Why doesn't V8 implement TCO? It's just replacing a call with a jmp, right?

Technically — yes. But in a dynamic language with eval, Function.caller, and DevTools, things get complicated:

  • Loss of stack traces. With TCO, a tail call replaces the current frame. Only one frame remains in the stack instead of the full chain. For debugging, this is a disaster.
  • Compatibility with legacy APIs and debugging. JS has legacy APIs like Function.caller that let you inspect who called a function. TCO destroys that information by erasing call history.

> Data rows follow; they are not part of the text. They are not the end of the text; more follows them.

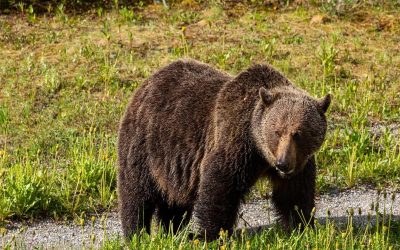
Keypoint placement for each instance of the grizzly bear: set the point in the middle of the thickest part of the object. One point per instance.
(194, 140)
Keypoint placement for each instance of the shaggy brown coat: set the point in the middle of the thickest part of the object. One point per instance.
(195, 139)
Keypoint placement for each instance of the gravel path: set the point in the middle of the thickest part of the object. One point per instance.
(254, 215)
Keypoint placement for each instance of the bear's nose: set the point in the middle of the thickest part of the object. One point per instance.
(282, 165)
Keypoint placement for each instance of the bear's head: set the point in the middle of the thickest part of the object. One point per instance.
(289, 128)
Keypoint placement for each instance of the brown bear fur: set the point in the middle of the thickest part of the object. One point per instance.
(194, 140)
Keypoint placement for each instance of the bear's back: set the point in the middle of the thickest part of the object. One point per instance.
(167, 122)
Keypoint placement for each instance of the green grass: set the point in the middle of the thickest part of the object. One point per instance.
(328, 235)
(66, 79)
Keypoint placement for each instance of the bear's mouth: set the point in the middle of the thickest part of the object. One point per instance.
(283, 174)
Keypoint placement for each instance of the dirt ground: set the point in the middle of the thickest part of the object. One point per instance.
(255, 215)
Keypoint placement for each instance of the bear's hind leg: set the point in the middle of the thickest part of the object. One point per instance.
(294, 198)
(175, 216)
(219, 198)
(136, 203)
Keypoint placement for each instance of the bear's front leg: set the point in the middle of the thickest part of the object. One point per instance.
(294, 198)
(218, 199)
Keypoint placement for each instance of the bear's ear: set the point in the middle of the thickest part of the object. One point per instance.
(266, 97)
(324, 103)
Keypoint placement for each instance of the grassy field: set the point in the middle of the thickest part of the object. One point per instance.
(66, 79)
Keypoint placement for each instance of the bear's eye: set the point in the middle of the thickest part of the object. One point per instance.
(296, 135)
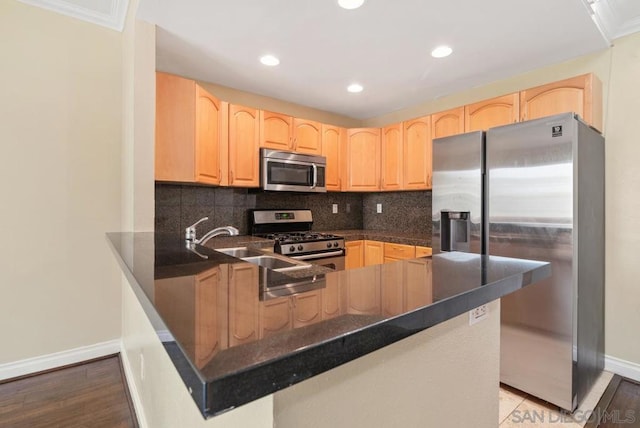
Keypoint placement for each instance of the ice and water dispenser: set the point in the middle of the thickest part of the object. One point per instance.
(455, 230)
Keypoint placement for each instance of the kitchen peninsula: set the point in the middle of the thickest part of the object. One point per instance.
(211, 311)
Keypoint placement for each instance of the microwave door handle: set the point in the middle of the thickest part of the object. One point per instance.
(315, 175)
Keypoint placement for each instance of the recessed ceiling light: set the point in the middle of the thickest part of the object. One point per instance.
(269, 60)
(354, 88)
(350, 4)
(441, 52)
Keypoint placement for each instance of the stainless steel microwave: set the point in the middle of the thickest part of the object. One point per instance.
(292, 172)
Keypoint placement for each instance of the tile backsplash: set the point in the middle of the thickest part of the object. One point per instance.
(178, 206)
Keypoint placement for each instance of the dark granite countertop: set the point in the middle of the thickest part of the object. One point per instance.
(397, 237)
(237, 332)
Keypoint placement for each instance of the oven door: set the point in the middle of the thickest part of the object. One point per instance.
(331, 259)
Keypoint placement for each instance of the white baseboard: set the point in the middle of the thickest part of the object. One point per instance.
(58, 359)
(133, 390)
(622, 367)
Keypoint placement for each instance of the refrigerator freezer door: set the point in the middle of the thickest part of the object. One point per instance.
(530, 190)
(457, 215)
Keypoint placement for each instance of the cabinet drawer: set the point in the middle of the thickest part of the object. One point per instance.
(399, 251)
(423, 251)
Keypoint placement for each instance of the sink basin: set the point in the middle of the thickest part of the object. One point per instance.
(240, 252)
(273, 262)
(270, 262)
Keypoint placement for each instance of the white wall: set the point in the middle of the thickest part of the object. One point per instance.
(60, 134)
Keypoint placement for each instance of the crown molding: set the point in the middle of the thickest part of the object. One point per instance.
(608, 16)
(114, 19)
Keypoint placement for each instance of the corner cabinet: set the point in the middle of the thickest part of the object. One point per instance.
(190, 132)
(363, 159)
(392, 166)
(307, 136)
(486, 114)
(332, 149)
(244, 155)
(417, 154)
(446, 123)
(276, 131)
(580, 94)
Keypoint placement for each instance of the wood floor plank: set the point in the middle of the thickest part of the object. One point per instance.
(92, 395)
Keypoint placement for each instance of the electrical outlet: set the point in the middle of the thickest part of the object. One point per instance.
(478, 314)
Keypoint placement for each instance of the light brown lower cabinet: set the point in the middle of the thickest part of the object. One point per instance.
(243, 304)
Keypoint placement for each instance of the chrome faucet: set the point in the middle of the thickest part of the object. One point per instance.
(190, 232)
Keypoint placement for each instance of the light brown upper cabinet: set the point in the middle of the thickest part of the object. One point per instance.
(190, 132)
(486, 114)
(307, 136)
(449, 122)
(332, 149)
(276, 131)
(417, 154)
(244, 156)
(392, 157)
(580, 94)
(363, 159)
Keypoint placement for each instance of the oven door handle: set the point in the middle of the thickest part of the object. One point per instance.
(315, 175)
(319, 255)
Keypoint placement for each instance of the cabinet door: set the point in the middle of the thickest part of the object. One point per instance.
(445, 123)
(307, 136)
(363, 159)
(363, 292)
(210, 316)
(307, 308)
(417, 283)
(486, 114)
(209, 126)
(276, 131)
(244, 155)
(373, 253)
(354, 254)
(423, 251)
(417, 153)
(332, 146)
(175, 128)
(275, 316)
(243, 304)
(581, 95)
(392, 287)
(392, 157)
(332, 297)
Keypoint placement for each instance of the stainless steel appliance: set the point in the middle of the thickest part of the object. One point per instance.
(292, 172)
(291, 231)
(543, 199)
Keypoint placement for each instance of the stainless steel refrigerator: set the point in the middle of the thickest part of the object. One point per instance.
(534, 190)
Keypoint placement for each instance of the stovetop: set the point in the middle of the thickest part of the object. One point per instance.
(302, 236)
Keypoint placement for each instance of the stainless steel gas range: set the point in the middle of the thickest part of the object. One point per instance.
(291, 231)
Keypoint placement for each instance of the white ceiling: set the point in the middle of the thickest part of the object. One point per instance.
(385, 45)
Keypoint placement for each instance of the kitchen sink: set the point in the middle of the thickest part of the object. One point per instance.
(240, 252)
(271, 262)
(274, 262)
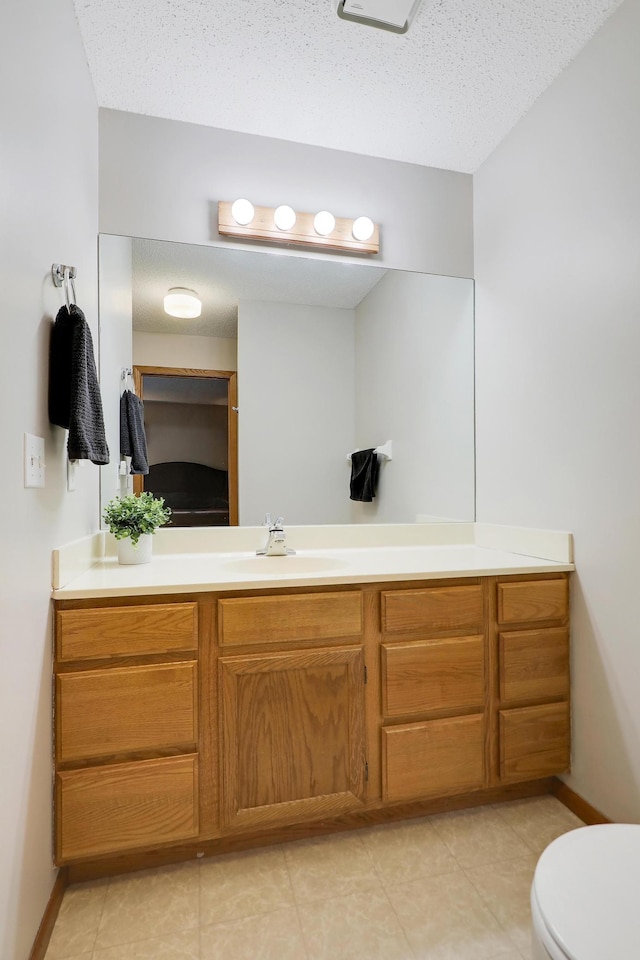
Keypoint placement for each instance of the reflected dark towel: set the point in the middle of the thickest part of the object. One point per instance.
(364, 475)
(74, 394)
(133, 440)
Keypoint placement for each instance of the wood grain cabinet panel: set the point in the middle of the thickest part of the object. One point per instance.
(105, 712)
(126, 806)
(310, 616)
(292, 735)
(533, 600)
(429, 675)
(433, 758)
(534, 664)
(432, 609)
(126, 631)
(534, 741)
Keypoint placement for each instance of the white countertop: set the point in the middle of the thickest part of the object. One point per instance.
(186, 572)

More importantly, it breaks standard stack traces (Error.stack). If an error occurs deep in the recursion, the developer sees only the last call — not the full chain that led there. Scala doesn't have this problem: the compiler simply turns tail recursion into a while loop at build time, so nothing unusual happens at runtime.
  • Complexity of JIT implementation. V8 uses multi-tier compilation (Ignition → Sparkplug → Maglev → TurboFan). TCO requires rethinking how deoptimized frames are generated and invalidated.

V8 engineers have openly stated that the cost of implementing TCO in the current engine architecture outweighs the benefit to the ecosystem. This is a deliberate trade-off, not a bug.


3. Errors Are Not Values

In functional programming, errors are just data. In JavaScript, errors are control flow explosions.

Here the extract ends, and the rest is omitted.